Более того, чем интенсивнее наше стремление усмотреть сюжетное развитие в череде предъявленных нам фактов, тем охотнее мы закрываем глаза на то, что такой интерпретации могло бы противоречить. Оператор Ф. Дублие, посланный Люмьерами в турне по России, где он и его помощник демонстрировали обычные люмьеровские сценки, вспоминал один эпизод. Чем дальше они продвигались в южные районы страны, тем чаще слышали вопрос: нет ли среди фильмов хоть одного, запечатлевшего Дрейфуса (офицера французской армии, ложно обвиненного в шпионаже для того, чтобы развязать во Франции антисемитскую кампанию). В Житомире Дублие решился на подлог. Из люмьеровских хроник им было составлено «жизнеописание» Дрейфуса: «Мы отобрали картину с марширующими французскими офицерами и сказали: “Вот идет Дрейфус”. Потом показали вид на старое административное здание и сказали: “Вот дворец правосудия, где Дрейфуса судили”. Показали шлюпку, приближающуюся к кораблю, и закричали: “Видите! Его увозят на Чертов Остров”. Потом показали изображение маленького острова и сказали: “Сюда его привезли. Чертов Остров”. Зрители плакали». Эта подделка – первый пример подлинного повествования в кино.

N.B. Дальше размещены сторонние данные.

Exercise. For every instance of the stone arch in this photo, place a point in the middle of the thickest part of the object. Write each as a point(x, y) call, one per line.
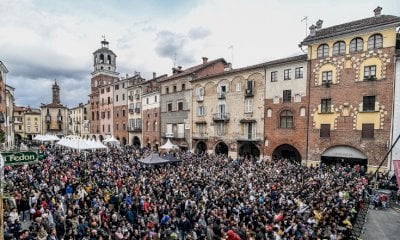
point(201, 147)
point(286, 151)
point(221, 148)
point(344, 155)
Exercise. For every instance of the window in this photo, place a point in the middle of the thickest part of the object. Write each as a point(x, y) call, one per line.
point(326, 105)
point(326, 77)
point(169, 107)
point(248, 105)
point(201, 111)
point(287, 95)
point(298, 73)
point(367, 130)
point(220, 129)
point(237, 87)
point(180, 106)
point(323, 50)
point(368, 103)
point(370, 72)
point(325, 131)
point(339, 48)
point(287, 74)
point(274, 76)
point(357, 45)
point(250, 84)
point(375, 41)
point(286, 119)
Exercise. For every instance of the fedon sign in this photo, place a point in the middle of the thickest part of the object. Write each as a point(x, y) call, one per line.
point(18, 158)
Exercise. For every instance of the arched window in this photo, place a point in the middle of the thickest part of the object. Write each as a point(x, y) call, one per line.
point(357, 45)
point(286, 119)
point(323, 50)
point(375, 41)
point(339, 48)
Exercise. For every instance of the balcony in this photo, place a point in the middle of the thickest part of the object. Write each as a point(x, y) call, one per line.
point(221, 117)
point(250, 137)
point(249, 92)
point(200, 135)
point(134, 128)
point(221, 95)
point(169, 135)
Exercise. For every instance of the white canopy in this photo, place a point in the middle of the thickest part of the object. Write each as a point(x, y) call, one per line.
point(112, 140)
point(80, 143)
point(168, 146)
point(46, 137)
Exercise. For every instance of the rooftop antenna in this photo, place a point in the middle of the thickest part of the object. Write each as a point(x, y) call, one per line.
point(174, 59)
point(231, 48)
point(305, 18)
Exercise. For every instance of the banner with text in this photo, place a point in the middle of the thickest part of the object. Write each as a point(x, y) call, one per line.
point(396, 166)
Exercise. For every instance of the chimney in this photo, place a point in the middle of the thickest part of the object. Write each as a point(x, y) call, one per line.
point(312, 30)
point(377, 11)
point(319, 24)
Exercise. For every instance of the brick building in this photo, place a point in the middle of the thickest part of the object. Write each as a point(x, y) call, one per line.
point(351, 90)
point(286, 108)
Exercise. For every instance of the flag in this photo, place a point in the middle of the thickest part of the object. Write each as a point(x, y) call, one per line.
point(396, 167)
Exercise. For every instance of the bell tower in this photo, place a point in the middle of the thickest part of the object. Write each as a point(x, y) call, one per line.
point(104, 60)
point(56, 93)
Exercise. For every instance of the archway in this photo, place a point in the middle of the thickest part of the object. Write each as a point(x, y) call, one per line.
point(201, 147)
point(136, 142)
point(249, 149)
point(286, 151)
point(221, 148)
point(344, 155)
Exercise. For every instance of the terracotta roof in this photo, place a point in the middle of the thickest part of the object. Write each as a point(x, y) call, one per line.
point(260, 65)
point(366, 23)
point(194, 69)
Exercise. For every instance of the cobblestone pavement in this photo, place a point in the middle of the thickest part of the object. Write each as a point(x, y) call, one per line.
point(382, 224)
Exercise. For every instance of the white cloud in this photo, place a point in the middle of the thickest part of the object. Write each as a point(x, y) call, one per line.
point(43, 40)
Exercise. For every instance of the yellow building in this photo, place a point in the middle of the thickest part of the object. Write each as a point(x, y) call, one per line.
point(350, 87)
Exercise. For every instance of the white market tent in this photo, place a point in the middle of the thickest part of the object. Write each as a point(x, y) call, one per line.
point(46, 137)
point(168, 146)
point(80, 143)
point(111, 141)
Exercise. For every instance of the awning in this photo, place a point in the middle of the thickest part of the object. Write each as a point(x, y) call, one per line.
point(244, 120)
point(344, 152)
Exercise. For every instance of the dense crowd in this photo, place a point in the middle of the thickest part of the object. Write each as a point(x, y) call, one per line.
point(110, 195)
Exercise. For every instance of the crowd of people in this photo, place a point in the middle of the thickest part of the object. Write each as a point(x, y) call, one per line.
point(110, 195)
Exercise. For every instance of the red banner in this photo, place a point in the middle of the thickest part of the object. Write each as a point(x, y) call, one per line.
point(396, 167)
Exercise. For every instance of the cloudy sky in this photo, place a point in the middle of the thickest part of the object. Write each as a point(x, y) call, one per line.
point(44, 40)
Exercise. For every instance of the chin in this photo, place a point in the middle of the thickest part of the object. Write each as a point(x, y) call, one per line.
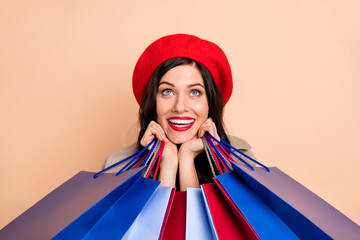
point(180, 139)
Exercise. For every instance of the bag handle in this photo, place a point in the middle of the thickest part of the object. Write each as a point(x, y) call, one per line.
point(135, 158)
point(232, 150)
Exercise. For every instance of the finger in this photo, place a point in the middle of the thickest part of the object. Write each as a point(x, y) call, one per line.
point(159, 132)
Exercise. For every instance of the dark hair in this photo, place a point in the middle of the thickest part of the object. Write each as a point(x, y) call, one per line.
point(147, 110)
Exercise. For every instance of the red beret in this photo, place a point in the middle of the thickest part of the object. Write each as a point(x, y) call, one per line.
point(183, 45)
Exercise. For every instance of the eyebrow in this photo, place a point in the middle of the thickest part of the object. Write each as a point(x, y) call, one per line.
point(189, 86)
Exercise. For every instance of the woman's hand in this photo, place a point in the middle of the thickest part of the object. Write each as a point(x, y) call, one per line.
point(195, 146)
point(153, 130)
point(187, 153)
point(169, 161)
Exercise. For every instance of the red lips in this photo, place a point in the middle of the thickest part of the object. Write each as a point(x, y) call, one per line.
point(181, 124)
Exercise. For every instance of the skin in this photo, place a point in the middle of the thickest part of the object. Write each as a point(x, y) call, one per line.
point(181, 93)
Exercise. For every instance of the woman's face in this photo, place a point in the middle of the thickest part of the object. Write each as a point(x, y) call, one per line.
point(181, 103)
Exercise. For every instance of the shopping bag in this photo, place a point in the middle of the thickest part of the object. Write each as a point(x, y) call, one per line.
point(64, 204)
point(149, 222)
point(118, 219)
point(305, 213)
point(197, 222)
point(82, 225)
point(309, 216)
point(226, 223)
point(176, 222)
point(112, 217)
point(243, 200)
point(257, 213)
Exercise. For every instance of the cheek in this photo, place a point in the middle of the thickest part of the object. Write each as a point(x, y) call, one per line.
point(161, 110)
point(202, 110)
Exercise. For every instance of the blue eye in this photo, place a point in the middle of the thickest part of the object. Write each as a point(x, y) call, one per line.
point(195, 93)
point(167, 92)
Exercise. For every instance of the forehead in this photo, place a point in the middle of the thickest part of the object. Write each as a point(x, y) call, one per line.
point(183, 75)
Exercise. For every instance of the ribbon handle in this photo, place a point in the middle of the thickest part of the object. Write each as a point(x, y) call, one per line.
point(232, 150)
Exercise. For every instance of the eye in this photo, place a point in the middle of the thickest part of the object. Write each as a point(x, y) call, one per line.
point(195, 93)
point(166, 92)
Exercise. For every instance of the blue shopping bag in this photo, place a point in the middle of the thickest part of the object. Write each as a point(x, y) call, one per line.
point(113, 215)
point(65, 204)
point(309, 216)
point(265, 223)
point(259, 215)
point(149, 223)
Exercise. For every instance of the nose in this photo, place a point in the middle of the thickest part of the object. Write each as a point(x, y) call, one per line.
point(180, 104)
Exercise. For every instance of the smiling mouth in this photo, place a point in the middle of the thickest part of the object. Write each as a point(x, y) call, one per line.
point(181, 124)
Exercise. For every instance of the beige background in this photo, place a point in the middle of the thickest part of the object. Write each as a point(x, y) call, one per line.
point(66, 100)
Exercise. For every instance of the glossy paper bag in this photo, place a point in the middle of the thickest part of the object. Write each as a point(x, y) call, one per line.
point(64, 204)
point(309, 216)
point(257, 213)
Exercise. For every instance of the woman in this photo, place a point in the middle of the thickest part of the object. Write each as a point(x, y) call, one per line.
point(182, 83)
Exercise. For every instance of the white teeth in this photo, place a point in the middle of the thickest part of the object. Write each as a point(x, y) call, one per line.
point(181, 121)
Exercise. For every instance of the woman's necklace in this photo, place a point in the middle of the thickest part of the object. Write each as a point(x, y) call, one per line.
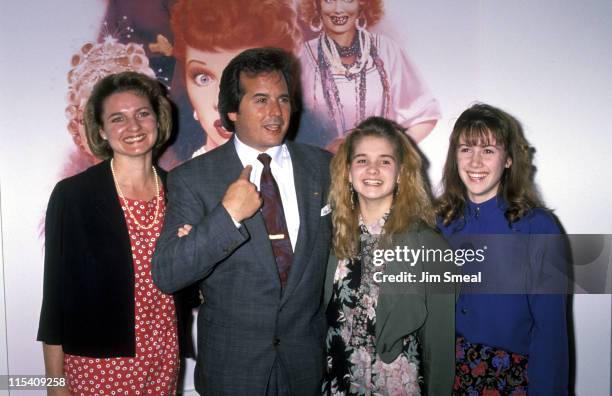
point(157, 200)
point(352, 49)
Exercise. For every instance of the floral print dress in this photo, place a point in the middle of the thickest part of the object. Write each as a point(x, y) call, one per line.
point(353, 366)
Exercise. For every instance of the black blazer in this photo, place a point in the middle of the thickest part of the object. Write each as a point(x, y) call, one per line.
point(88, 292)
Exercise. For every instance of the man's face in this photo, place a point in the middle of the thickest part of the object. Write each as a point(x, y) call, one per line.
point(264, 112)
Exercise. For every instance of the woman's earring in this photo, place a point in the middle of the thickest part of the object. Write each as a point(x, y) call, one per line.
point(361, 23)
point(316, 28)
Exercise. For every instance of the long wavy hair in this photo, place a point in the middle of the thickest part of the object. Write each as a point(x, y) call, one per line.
point(483, 124)
point(411, 204)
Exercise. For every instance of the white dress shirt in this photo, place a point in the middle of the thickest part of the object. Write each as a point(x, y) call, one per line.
point(282, 170)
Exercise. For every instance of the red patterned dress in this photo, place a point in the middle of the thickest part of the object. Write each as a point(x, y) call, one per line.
point(154, 369)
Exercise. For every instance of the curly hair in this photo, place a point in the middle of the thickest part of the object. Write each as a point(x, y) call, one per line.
point(412, 203)
point(211, 25)
point(128, 81)
point(310, 11)
point(483, 124)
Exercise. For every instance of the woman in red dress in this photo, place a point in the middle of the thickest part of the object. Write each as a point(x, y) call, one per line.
point(104, 325)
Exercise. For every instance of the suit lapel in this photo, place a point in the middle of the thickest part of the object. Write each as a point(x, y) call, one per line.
point(255, 225)
point(309, 197)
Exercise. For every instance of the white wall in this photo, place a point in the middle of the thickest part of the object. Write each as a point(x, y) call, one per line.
point(3, 351)
point(545, 62)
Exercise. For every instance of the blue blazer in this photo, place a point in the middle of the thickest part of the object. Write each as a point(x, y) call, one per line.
point(529, 324)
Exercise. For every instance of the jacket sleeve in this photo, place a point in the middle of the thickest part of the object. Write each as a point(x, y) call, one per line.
point(548, 369)
point(437, 335)
point(180, 262)
point(50, 325)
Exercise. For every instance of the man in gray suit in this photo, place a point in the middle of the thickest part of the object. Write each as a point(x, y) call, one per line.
point(262, 325)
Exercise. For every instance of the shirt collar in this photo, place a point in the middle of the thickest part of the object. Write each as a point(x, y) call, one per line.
point(493, 204)
point(248, 155)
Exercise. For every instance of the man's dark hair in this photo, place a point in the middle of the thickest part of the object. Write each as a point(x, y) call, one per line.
point(252, 62)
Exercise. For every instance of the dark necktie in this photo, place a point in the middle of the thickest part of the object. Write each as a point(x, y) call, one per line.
point(274, 217)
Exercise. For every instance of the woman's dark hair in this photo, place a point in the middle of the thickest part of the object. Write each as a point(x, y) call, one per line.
point(138, 84)
point(482, 124)
point(252, 62)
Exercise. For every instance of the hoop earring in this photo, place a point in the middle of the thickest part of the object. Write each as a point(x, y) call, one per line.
point(316, 28)
point(358, 24)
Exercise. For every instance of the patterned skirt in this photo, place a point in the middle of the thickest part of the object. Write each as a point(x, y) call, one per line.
point(488, 371)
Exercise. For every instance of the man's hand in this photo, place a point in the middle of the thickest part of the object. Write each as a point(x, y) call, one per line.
point(242, 200)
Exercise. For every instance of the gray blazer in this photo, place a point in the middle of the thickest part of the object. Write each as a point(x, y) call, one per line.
point(424, 308)
point(247, 323)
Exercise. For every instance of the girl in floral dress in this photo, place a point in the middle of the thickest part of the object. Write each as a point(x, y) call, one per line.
point(384, 338)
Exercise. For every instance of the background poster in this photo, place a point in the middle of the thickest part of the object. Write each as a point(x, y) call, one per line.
point(546, 62)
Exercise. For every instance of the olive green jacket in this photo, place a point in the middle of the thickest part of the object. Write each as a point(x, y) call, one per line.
point(407, 307)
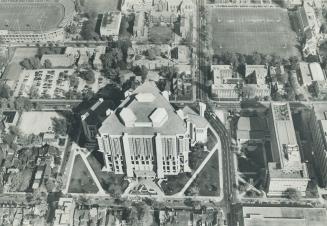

Трюковое кино, основанное на превращениях (исчезновение и появление ниоткуда можно считать частными случаями метаморфозы), конечно, тоже было своего рода повествованием. Но превращение – самая элементарная форма рассказа (для кино эпохи трюков простота, конечно, была преимуществом, а не недостатком).

Во-первых, метаморфоза – это сюжет, имеющий только начало и конец, но лишенный такой важной части рассказа, как середина. Превращаться можно до бесконечности, но такая бесконечность будет иметь форму самоповторения.

Во-вторых, сюжет с превращениями – это «театр одного актера». Превращающийся не нуждается в партнере – биолог назвал бы героя трюковых фильмов однополым существом. Между тем, как говорил Мейерхольд, для драматургии нужно немногое – сцена и как минимум два человека.